Let’s Provoke Thought
Several films of late have wandered into the deeply disturbing parts of a person’s wounded psyche. Indie movies like Mother!, The Passenger, and Run Rabbit Run immediately come to mind. Perhaps the biggest challenge here for the film’s leads was creating a foundation of trust so that by the time Sigrid is fighting for her life, the performers could ease out of the intense scenes with ease.
“First and foremost, it was important for us to create this safe environment where we could talk to each other,” Løkke noted. “Katrine and I spent our nights tuning in on each other and the scenes we were in. Many days, we finished shooting with a hug, just to create an environment where you have the freedom of space to discover and explore. Because Christian is a very different character, and it was really hard for Katrine to play against a character like that. I really commend her.”
“It was an amazing experience for me,” Fredriksen added: “It felt as if there was space for having our creative opinions and trying out things. Gard was really supportive of me trying to figure it all out because this is the first film I’ve ever done. I’ve mostly worked in theater so many things were very new to me here.”
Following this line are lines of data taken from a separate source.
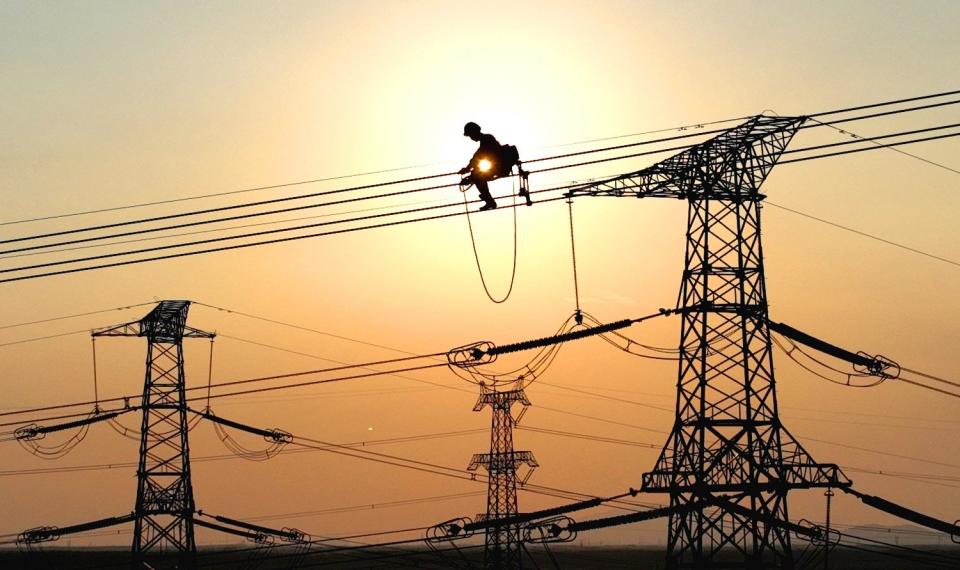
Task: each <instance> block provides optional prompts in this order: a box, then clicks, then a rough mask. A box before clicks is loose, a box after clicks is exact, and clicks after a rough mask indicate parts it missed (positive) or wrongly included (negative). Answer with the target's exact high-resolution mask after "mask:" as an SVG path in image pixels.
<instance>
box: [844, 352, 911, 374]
mask: <svg viewBox="0 0 960 570" xmlns="http://www.w3.org/2000/svg"><path fill="white" fill-rule="evenodd" d="M857 356H862V357H863V358H864V359H866V360H868V362H867V363H865V364H857V363H854V365H853V369H854V370H856V371H857V372H860V373H863V374H870V375H871V376H878V377H880V378H883V379H884V380H889V379H893V378H899V377H900V365H899V364H897V363H896V362H894V361H893V360H890V359H889V358H887V357H886V356H883V355H882V354H878V355H876V356H874V355H872V354H867V353H866V352H862V351H861V352H857Z"/></svg>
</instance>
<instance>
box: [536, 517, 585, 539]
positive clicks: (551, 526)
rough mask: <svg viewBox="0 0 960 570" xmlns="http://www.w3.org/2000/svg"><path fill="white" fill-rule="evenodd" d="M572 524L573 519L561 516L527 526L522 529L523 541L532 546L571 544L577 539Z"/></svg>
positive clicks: (536, 522) (576, 532)
mask: <svg viewBox="0 0 960 570" xmlns="http://www.w3.org/2000/svg"><path fill="white" fill-rule="evenodd" d="M573 524H574V521H573V519H571V518H570V517H568V516H563V515H561V516H558V517H553V518H549V519H545V520H542V521H538V522H535V523H531V524H528V525H527V526H525V527H524V528H523V541H524V542H530V543H534V544H543V543H548V542H572V541H573V540H574V539H576V538H577V532H576V531H575V530H573V528H572V527H573Z"/></svg>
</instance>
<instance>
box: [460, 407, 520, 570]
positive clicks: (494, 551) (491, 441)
mask: <svg viewBox="0 0 960 570" xmlns="http://www.w3.org/2000/svg"><path fill="white" fill-rule="evenodd" d="M514 403H520V404H522V405H523V406H524V408H523V410H525V409H526V406H529V405H530V400H528V399H527V396H526V394H524V392H523V389H517V390H506V391H497V390H487V389H484V390H483V392H481V394H480V399H479V400H477V404H476V405H475V406H474V407H473V411H475V412H479V411H481V410H483V408H484V407H486V406H490V409H491V412H492V413H491V415H492V419H491V421H490V452H489V453H478V454H476V455H474V456H473V459H472V460H471V461H470V465H469V466H468V467H467V470H468V471H476V470H477V469H479V468H480V467H484V468H486V470H487V475H488V480H487V512H486V514H483V515H478V517H477V518H478V519H479V520H485V521H488V522H490V523H492V524H491V525H490V526H488V527H487V531H486V532H487V534H486V545H485V548H484V566H485V567H486V568H490V569H497V570H500V569H510V570H512V569H515V568H521V567H522V556H521V554H522V553H521V548H522V546H523V539H522V537H521V536H520V525H519V524H518V523H508V524H502V525H501V524H497V521H499V520H502V519H504V518H507V517H512V516H516V515H517V482H518V477H517V471H518V469H519V468H520V467H521V466H522V465H524V464H526V465H527V466H528V467H529V468H530V471H528V472H527V474H526V477H524V478H523V479H522V481H521V484H522V483H523V482H525V481H526V480H527V478H529V476H530V474H531V473H532V472H533V471H532V470H533V469H534V468H536V467H537V466H538V464H537V460H536V459H534V457H533V453H532V452H530V451H514V449H513V426H514V425H516V424H517V422H518V421H520V417H521V416H522V415H523V411H521V412H520V413H519V414H518V415H517V416H516V417H515V416H514V415H513V411H512V408H513V405H514Z"/></svg>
When asked what he hopes audiences take away from the thriller, Viljar Bøe said he wanted people to experience a wide range of reactions. “I’ve heard some people call it a comedy, some people call it thriller, some people call it like a mashup of different genres,” he said, adding:
I’ve been to some screenings where there’s been a lot of laughter and then others where people have been creeped out. As long as it’s a strong reaction, it’s valid. And it’s what I’m hoping for.
Good Boy premieres in theaters and on demand and digital platforms Sept. 8.